Migration: Wenig Substantielles und eine Überraschung

Vor dem Hintergrund, dass sich die Diskussion größtenteils um die Begrenzung von Zuwanderung und die Abschiebung von Migranten drehte, erkannte Jaschke hinter den mehrfachen Bekundungen, dass Thüringen ein weltoffenes Land sei, wenig Substantielles.

Lediglich Ministerpräsident Ramelow (Linke) habe darauf verwiesen, dass Thüringen für Zuwanderer attraktiver werden müsse und er Beschäftigungsverbote für Asylbewerber ablehne, um die Integration zu fördern. "Solche Verbote sind ein Integrationshemmnis. Das zeigen auch unsere Studien", stimmte Jaschke zu.

Philipp Jaschke, Migrationsforscher am Institut für Arbeitsmarkt und Berufsforschung
Philipp Jaschke ist wissenschaftlicher Mitarbeiter am Institut für Arbeitsmarkt und Berufsforschung. Bildrechte: privat

Als durchaus positive Überraschung hob der Migrationsforscher auch die Position von Katja Wolf hervor. "Sie hat stark herausgestellt, dass das gesellschaftliche Klima wichtig ist, damit Thüringen attraktiv bleibt. Auch das ist nachweislich so", sagte Jaschke. Aus dem Parteiprogramm des BSW hätte er das in dieser Klarheit jedoch nicht herauslesen können.

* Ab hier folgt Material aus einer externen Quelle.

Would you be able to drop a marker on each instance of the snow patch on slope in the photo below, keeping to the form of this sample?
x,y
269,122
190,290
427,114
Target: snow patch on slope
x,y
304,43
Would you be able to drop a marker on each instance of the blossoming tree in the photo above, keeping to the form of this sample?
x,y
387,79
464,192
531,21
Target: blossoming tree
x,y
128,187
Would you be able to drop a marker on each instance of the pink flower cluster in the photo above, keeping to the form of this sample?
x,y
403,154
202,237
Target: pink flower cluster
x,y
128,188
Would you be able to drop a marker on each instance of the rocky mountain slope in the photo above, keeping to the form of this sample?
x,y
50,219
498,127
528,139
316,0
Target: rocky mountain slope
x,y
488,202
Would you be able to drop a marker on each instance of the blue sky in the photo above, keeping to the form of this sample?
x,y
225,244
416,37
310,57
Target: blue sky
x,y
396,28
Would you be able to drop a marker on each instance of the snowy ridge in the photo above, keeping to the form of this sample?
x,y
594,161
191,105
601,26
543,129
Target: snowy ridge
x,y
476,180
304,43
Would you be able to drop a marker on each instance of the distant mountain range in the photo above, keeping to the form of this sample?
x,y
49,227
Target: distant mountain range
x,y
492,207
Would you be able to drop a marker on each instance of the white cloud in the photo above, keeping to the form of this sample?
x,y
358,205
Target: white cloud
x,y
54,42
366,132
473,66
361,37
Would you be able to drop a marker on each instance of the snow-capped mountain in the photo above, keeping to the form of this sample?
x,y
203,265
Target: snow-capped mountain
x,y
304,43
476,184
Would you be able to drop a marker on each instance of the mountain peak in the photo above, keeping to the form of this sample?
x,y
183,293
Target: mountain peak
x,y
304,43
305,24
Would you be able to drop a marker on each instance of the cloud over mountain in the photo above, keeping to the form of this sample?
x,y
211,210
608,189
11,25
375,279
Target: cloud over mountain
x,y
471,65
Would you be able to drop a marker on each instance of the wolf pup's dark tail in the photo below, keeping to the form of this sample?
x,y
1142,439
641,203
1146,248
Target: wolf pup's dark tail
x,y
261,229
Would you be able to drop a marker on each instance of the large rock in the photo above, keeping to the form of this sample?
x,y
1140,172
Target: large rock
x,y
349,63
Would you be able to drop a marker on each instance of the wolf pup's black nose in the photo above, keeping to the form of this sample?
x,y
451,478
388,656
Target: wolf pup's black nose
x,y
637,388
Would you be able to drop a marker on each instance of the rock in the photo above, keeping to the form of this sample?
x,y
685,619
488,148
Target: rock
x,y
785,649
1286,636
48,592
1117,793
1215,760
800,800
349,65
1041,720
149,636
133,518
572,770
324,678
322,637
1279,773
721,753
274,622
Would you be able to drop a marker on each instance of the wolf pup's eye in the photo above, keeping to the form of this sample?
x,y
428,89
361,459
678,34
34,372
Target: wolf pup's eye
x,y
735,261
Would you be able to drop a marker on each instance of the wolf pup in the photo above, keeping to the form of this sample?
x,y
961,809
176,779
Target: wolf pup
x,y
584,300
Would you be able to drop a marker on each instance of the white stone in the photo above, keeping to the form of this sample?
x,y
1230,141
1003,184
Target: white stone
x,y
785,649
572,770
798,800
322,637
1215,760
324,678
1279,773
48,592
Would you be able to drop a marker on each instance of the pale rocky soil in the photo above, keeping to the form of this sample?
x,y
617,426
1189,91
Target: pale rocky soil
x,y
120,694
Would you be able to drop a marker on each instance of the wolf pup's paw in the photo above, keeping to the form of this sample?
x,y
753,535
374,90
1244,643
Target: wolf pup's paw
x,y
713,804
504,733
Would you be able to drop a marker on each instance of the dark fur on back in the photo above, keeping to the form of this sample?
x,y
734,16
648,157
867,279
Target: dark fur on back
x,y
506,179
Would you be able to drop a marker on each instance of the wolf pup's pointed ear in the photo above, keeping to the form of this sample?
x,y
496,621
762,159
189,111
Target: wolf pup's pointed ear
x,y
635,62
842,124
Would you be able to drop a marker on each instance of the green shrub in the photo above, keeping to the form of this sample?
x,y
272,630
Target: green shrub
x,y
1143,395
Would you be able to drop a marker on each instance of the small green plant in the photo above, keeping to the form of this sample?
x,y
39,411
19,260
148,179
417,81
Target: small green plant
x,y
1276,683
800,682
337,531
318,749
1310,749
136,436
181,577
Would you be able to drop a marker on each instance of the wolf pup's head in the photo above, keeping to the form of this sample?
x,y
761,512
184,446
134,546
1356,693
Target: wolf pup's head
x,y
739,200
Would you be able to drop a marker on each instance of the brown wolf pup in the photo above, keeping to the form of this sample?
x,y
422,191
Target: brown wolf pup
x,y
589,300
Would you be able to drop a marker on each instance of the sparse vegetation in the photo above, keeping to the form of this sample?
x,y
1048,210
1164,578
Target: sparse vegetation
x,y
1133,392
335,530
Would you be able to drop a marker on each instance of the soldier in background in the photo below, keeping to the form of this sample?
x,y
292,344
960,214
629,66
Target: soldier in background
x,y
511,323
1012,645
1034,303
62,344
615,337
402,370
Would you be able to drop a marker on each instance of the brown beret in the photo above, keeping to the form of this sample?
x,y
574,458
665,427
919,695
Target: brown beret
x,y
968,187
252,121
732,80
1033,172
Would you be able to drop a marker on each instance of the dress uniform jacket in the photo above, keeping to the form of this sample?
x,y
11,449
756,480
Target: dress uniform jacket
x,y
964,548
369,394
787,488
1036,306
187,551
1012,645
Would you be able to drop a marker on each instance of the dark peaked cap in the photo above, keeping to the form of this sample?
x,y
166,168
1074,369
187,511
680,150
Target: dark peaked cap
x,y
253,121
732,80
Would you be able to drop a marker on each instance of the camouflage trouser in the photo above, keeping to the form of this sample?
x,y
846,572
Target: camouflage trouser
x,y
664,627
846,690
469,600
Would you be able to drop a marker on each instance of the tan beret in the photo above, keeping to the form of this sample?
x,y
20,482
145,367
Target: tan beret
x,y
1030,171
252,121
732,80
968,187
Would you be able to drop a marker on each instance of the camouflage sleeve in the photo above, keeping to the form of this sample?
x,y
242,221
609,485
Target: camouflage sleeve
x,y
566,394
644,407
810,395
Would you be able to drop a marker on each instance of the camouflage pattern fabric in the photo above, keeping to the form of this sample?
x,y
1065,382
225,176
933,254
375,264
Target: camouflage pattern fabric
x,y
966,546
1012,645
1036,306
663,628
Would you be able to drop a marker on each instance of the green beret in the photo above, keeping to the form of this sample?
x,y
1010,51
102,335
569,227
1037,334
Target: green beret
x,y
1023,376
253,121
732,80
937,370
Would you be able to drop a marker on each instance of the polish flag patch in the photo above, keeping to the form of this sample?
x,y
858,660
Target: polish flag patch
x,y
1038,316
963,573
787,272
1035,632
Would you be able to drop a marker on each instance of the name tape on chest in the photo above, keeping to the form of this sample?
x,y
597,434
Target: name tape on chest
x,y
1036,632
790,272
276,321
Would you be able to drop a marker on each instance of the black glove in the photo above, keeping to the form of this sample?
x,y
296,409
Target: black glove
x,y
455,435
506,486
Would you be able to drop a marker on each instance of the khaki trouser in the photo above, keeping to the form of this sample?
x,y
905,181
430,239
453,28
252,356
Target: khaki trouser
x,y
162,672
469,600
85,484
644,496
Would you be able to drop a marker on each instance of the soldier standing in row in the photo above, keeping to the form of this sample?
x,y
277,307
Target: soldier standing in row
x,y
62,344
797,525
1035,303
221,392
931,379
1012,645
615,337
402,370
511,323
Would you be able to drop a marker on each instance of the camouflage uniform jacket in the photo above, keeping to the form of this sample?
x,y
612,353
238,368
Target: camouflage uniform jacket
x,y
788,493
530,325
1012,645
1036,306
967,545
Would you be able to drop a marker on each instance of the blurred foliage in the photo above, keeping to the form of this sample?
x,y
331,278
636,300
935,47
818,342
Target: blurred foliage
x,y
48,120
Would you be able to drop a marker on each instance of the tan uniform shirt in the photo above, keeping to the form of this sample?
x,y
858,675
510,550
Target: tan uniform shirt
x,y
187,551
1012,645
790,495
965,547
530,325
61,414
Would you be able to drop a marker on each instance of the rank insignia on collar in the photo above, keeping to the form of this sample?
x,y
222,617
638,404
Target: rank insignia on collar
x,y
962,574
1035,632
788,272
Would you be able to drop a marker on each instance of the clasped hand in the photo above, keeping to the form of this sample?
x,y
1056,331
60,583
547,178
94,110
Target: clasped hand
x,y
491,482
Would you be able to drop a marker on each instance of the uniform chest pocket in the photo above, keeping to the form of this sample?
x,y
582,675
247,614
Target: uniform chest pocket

"Glaubhaft" sei auch Innenminister Georg Maier (SPD) in der Diskussion um die angestrebte Abschiebung des Straftäters aus Apolda gewesen. Dass die Diskussion sich aber auf einen solchen Einzelfall fokussierte, sorgte beim Migrationsforscher für Unverständnis: "Die übergroße Mehrheit wird nicht straffällig. Solche Einzelbeispiele sind in der grundsätzlichen Diskussion zum Thema nicht hilfreich."

Grundsätzlich wurde Jaschke auch bei AfD-Spitzenkandidat Björn Höcke. "Er hat gesagt, dass Millionen Menschen in Deutschland illegal wären. Das ist natürlich falsch." Zum einen seien 46 Prozent aller Migranten zwischen 2010 und 2022 aus EU-Staaten nach Deutschland gekommen. Zum anderen zeigten aktuelle Zahlen, dass nur sechs Prozent, der sich Ende 2023 in Deutschland aufhaltenden Schutzsuchenden (inkl. Ukrainer), keine rechtlich anerkannten Schutzgründe hätten.

Die übergroße Mehrheit wird nicht straffällig. Solche Einzelbeispiele sind in der grundsätzlichen Diskussion zum Thema nicht hilfreich.

Philipp Jaschke

Auch Höckes Aussage über "monoethnische Gesellschaften" lehnte Jaschke vehement ab. "Es gibt keine monoethnischen Gesellschaften. Auch Deutschland und Thüringen waren das nie!"

Was die Forschung über Arbeitspflicht und Bezahlkarten sagt

Auch die Positionen von Mario Voigt (CDU) sah Jaschke kritisch. Voigt stellte in der TV-Runde heraus, dass CDU-Landräte in Thüringen große Erfolge mit der Verpflichtung von Asylbewerbern zu gemeinnütziger Arbeit gehabt hätten. "Das führt zu sogenannten Lock-In-Effekten. Viele dieser Menschen bleiben in niedrig qualifizierten Arbeitsverhältnissen hängen", erklärte Jaschke und verwies auf Forschungsergebnisse. "Zugleich wird ihnen die Aufnahme von Integrationsleistungen – wie etwa Sprachkursen – erschwert."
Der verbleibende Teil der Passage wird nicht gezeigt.